ESCH-SUR-ALZETTE
CHRISTIAN SPIELMANN

«Tu m’as sauvé la vie» de Sacha Guitry au Théâtre d’Esch-sur-Alzette

Sacha Guitry a écrit la pièce de théâtre «Tu m’as sauvé la vie» en 1949 et l’a porté à l‘écran un an plus tard avec Fernandel dans le rôle de Fortuné Richard et lui-même dans celui du baron de Saint-Rambert. L’acteur et metteur en scène Jean-Laurent Cochet a connu un grand succès en 1989 avec la mise en scène de cette pièce de Guitry qu’il a repris au Théâtre la Pépinière à Paris le 7 juin 2011, jouant lui-même le baron. Mardi soir la troupe a fait escale au théâtre d’Esch-sur-Alzette.

Le baron et le clochard

Le baron de Saint-Rambert a un grand cœur. Cependant, il ne se laisse pas duper par son personnel, le majordome Victor (Denis Souppe) et son épouse Irma (Brigitte Perrier) qui assume les fonctions de femme de chambre. Il espère rencontrer un jour un homme ou une femme digne de sa gratitude et de sa compassion. Il est un peu sourd sur une oreille mais ça lui évite d’entendre les sottises des gens. Au-dessus de son appartement vit la comtesse de Morhange (Anne-Marie Mailfer) qui ferait tout pour l‘épouser. Un jour, le baron a un accident de voiture. Il s’avère qu’un clochard lui a sauvé la vie.

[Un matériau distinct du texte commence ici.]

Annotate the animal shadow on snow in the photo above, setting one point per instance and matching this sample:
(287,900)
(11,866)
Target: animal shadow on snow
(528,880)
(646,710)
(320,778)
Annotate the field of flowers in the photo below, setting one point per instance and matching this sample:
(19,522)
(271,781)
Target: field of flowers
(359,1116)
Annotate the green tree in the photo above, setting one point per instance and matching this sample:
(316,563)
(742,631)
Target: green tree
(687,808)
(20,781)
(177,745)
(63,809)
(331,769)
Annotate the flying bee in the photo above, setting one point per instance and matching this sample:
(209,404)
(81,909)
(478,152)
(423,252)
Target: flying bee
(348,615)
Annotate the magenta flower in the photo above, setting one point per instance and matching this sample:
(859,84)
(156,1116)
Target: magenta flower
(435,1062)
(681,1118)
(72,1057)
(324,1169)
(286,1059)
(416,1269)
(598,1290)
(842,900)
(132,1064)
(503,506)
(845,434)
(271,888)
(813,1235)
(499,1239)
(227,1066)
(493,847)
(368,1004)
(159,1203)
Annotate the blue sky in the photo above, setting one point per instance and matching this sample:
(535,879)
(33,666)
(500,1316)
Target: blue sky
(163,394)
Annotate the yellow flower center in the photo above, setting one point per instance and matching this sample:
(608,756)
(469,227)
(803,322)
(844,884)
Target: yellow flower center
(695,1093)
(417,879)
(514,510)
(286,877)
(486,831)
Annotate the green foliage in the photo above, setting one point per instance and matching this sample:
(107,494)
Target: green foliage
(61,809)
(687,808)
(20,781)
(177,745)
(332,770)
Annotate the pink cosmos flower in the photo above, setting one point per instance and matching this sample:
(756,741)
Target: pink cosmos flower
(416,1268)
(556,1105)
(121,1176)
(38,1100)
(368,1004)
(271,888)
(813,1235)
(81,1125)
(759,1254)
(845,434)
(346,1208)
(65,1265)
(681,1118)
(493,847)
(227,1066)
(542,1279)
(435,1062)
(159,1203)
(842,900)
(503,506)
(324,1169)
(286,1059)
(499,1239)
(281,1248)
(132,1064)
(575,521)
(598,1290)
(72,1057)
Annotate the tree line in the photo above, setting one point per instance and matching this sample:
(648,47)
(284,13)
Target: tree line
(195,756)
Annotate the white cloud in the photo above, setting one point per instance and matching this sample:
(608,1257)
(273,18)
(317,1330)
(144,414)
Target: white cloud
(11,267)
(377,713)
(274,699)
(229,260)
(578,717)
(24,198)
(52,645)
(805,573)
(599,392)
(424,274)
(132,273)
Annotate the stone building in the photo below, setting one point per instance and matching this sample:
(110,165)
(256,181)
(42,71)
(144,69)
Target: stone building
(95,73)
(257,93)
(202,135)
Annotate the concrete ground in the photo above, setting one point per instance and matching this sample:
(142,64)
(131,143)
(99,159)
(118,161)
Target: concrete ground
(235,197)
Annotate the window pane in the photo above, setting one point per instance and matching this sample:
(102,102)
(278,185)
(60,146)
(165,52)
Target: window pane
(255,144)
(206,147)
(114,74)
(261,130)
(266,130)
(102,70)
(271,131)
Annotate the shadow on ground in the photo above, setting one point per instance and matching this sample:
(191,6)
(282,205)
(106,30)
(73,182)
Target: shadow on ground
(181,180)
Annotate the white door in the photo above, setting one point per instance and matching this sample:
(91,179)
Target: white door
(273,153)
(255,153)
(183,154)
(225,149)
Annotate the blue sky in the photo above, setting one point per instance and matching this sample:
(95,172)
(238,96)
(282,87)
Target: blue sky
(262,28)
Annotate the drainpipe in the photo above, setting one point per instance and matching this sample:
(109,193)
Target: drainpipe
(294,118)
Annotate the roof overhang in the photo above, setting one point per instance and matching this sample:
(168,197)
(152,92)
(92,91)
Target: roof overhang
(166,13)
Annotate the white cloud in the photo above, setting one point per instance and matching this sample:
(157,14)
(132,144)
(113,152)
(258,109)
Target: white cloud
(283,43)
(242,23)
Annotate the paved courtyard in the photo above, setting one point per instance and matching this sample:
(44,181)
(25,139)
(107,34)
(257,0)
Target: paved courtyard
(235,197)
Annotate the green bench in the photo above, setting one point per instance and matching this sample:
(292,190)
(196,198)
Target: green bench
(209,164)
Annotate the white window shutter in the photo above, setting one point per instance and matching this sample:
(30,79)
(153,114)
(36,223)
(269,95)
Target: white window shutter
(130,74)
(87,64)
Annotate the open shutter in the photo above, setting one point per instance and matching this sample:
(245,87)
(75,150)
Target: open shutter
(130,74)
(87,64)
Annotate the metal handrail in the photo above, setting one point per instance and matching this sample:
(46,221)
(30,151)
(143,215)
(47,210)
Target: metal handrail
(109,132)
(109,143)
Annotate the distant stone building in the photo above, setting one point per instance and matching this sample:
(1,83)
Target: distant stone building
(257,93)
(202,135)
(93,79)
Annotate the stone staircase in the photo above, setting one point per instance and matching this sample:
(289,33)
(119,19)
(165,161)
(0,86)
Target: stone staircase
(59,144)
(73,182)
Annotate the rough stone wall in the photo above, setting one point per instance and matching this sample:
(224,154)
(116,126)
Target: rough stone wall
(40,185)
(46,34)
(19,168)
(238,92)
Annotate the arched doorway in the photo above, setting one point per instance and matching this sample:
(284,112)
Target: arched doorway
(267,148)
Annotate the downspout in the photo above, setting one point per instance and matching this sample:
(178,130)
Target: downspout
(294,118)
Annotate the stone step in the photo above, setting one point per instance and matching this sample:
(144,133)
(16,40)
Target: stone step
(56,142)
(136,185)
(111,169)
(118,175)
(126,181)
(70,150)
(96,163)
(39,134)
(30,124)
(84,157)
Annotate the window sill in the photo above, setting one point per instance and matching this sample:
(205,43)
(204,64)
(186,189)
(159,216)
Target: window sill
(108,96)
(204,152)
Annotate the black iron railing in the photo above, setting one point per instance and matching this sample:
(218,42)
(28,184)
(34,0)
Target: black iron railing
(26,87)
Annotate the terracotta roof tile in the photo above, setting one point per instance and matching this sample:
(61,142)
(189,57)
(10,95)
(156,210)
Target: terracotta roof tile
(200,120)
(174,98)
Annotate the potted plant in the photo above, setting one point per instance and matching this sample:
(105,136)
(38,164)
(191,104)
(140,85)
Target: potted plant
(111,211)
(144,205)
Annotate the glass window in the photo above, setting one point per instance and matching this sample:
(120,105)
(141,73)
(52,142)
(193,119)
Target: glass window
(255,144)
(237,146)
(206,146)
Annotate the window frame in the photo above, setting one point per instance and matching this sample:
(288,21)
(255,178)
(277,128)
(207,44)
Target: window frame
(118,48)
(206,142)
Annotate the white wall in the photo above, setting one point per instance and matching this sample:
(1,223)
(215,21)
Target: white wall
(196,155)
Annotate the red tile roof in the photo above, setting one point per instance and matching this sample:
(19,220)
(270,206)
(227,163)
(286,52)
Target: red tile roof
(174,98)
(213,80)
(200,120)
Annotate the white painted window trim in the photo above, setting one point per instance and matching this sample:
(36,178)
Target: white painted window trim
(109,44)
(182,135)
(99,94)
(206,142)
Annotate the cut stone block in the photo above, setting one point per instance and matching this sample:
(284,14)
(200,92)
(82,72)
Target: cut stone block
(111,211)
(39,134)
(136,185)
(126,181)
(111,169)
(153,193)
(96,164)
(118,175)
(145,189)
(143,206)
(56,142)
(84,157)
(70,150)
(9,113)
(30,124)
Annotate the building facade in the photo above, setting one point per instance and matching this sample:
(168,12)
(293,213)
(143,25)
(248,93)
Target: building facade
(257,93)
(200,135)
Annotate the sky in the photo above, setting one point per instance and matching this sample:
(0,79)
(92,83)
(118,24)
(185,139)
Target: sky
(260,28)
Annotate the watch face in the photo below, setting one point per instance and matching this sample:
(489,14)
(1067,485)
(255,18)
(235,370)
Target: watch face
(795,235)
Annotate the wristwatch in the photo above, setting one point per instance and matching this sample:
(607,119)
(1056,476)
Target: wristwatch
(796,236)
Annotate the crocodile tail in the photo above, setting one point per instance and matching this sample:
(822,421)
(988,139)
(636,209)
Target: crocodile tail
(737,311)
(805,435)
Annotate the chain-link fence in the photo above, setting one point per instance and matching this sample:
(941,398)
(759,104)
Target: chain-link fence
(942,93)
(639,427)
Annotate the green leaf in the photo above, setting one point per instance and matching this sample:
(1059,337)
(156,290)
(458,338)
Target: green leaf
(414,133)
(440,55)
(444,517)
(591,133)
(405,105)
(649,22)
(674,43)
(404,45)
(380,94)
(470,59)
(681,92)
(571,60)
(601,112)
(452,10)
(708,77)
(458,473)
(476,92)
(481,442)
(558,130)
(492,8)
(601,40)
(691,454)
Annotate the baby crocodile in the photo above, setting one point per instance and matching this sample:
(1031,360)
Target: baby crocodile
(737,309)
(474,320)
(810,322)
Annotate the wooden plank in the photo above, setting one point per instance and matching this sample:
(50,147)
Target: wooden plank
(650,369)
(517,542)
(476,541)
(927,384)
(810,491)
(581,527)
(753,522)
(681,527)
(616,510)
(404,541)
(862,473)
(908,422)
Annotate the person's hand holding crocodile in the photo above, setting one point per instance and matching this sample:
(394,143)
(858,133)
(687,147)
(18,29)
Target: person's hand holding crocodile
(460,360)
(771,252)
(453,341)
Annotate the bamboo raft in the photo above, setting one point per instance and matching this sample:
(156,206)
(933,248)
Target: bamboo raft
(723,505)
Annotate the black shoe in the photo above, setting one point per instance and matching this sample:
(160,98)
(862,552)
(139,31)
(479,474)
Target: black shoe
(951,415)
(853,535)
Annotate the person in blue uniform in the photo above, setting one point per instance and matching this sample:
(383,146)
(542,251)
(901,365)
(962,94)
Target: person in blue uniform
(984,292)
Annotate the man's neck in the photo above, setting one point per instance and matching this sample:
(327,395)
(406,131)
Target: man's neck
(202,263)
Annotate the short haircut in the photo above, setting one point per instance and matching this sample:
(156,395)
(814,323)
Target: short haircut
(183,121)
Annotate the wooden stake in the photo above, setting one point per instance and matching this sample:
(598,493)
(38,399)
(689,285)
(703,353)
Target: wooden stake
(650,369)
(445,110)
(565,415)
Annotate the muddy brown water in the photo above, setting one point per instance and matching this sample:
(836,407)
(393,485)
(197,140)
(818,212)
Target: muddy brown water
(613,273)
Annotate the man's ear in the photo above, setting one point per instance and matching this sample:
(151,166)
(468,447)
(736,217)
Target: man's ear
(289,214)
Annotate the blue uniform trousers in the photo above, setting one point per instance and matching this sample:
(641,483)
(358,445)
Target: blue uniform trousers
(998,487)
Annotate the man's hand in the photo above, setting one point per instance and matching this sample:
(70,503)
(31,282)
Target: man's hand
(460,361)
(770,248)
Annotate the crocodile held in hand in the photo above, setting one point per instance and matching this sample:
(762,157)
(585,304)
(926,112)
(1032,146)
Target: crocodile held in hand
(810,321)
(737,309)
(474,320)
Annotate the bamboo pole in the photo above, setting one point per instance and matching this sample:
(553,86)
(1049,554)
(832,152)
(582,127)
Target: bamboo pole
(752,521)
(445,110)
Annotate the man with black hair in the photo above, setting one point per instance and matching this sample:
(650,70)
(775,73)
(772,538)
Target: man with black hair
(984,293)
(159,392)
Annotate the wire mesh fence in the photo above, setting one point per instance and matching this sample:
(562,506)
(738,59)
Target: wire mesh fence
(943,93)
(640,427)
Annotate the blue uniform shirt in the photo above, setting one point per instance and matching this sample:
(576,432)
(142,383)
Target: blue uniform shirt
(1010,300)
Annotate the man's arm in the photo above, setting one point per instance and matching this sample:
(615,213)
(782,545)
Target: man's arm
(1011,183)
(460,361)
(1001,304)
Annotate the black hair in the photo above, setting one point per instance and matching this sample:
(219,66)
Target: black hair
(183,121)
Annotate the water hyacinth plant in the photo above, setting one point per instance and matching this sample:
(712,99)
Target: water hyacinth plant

Peloté par la marquise de Pralognan (Catherine Griffoni), son infirmière personnelle, il veut faire la connaissance de ce brave homme qui s’appelle Fortuné Richard (Jean-Pierre Castaldi). Tout de suite il prend ce gars dans son cœur et l’installe dans une de ses chambres. Enfin, il semble avoir trouvé cet homme qui mérite sa compassion, un fait qui ne fait pas que des heureux.

Deux acteurs de renom

Le problème avec cette pièce n’est pas la distribution. Cochet et Castaldi jouent leurs rôles avec beaucoup de routine, sans cependant exciter à fond le public. Une heure trente de dialogues, certes intelligents, avec quelques blagues subtiles, déferlent sur le spectateur, sans aucun gag visuel, à part peut-être celui où le baron parle par téléphone au commissaire (Pierre Chaillet), lui aussi sourd sur une oreille et assis à côté de lui. Les acteurs sont soit debout, soit se baladent dans l’appartement ou répondent à la sonnette de la porte. Tout cette statique sur la scène fait que des lourdeurs et longueurs prennent le dessus. Un coup avec le plumeau aurait fait du bien à cette pièce.